His devastated dad Alan Kroll told the New York Times: “He had so much talent and had accomplished so much at such a young age.

"It truly is a waste. At 34, imagine the things he’d done and the skills he had. It would have been really fun to watch him at 50.”

And he revealed although his ambitious son had stopped drinking he was aware that he still took drugs on a recreational basis.

"He worked too many hours and too hard,” before adding his son's hectic lifestyle in New York City had "got to him a little bit.”

Kroll – who later launched the HQ Trivia app – was even considering quitting the Big Apple as his work and social life started to get out of hand.
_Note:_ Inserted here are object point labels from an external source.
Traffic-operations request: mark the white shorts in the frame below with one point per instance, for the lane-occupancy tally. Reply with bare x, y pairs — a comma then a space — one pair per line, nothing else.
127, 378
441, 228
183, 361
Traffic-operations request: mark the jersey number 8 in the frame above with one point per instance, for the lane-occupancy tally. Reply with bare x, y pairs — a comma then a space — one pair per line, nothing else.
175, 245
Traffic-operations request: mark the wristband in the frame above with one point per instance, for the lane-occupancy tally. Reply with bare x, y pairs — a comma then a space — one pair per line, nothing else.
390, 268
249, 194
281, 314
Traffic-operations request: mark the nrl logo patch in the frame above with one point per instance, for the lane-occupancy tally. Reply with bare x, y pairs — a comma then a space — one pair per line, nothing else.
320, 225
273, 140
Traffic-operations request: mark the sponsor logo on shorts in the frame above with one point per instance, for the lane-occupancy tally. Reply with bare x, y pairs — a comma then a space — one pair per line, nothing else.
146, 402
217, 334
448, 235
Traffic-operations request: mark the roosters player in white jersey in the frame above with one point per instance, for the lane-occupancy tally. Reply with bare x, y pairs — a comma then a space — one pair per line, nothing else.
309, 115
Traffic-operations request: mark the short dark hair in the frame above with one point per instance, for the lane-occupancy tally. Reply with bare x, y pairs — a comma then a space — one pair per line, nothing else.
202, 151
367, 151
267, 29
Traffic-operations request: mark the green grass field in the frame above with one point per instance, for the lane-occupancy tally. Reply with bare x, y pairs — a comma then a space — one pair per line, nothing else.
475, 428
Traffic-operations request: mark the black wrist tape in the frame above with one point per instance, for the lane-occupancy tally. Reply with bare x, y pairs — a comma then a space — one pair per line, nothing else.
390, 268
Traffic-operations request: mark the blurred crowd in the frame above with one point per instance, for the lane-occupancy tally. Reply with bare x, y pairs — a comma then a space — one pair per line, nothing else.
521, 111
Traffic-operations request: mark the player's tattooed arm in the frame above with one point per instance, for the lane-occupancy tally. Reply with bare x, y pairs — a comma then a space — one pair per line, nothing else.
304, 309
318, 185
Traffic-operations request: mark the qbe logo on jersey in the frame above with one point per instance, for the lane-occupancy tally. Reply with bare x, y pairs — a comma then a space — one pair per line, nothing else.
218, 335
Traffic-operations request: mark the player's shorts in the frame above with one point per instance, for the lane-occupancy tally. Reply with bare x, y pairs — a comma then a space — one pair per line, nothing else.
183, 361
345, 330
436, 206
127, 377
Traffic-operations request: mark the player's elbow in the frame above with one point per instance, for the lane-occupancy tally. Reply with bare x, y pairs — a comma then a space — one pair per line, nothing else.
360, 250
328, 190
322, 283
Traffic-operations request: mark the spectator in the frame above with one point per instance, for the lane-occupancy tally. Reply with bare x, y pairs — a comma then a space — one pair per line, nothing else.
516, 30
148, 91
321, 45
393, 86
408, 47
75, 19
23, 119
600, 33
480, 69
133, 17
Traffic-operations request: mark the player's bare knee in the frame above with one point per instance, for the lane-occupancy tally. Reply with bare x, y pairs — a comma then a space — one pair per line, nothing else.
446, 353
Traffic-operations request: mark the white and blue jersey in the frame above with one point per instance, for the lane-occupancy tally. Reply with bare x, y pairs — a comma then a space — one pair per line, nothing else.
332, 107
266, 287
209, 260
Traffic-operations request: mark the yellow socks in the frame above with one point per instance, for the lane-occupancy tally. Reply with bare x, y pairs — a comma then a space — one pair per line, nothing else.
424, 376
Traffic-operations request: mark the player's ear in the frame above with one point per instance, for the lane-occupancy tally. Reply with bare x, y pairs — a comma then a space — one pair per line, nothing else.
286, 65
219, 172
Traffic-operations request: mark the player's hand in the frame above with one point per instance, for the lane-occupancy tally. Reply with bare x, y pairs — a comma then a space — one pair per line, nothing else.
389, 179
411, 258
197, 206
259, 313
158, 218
Multi-millionaire Kroll was found dead in his luxury New York City apartment of a suspected heroin and cocaine binge over the weekend.

He was discovered lying face down by cops after his girlfriend raised the alarm after she struggled to get in touch with him.

Cocaine, heroin and cannabis were found nearby, and he was declared dead at the scene, sources have said.

He was known for showing up to work with a hangover to work which was one of the reasons Twitter fired him, reports the

Jeremy Liew, a board member at Intermedia Labs, the company behind HQ Trivia, conducted an investigation into the complaints.

"I found a good deal of negative sentiment about Colin and the Vine team and some discomfort with his behaviour, but I did not find evidence that warrants his removal from the company," he  said in a statement.

“It was a painful experience, but an eye-opening one that served as a catalyst for professional development and greater awareness in the office,” he said at the time.

Alan Kroll said one of the reason his son acted the way he did was he just couldn't handle the fact that his workers couldn't keep up with him.

However, despite all his hard work the trivia app he launched to great acclaim in 2015 had recently slipped out of favour with fans.

It was in the top 10 most downloaded iPhone games, and in 2017 it was awarded App of the Year by Time Magazine.

The founders went on to land lucrative advertising deals with Nike and Warner Bros, and games were hosted by celebrities including Dwayne Johnson.

But its popularity started to fade earlier this year and it dropped out of the App Store's list of top 100 apps.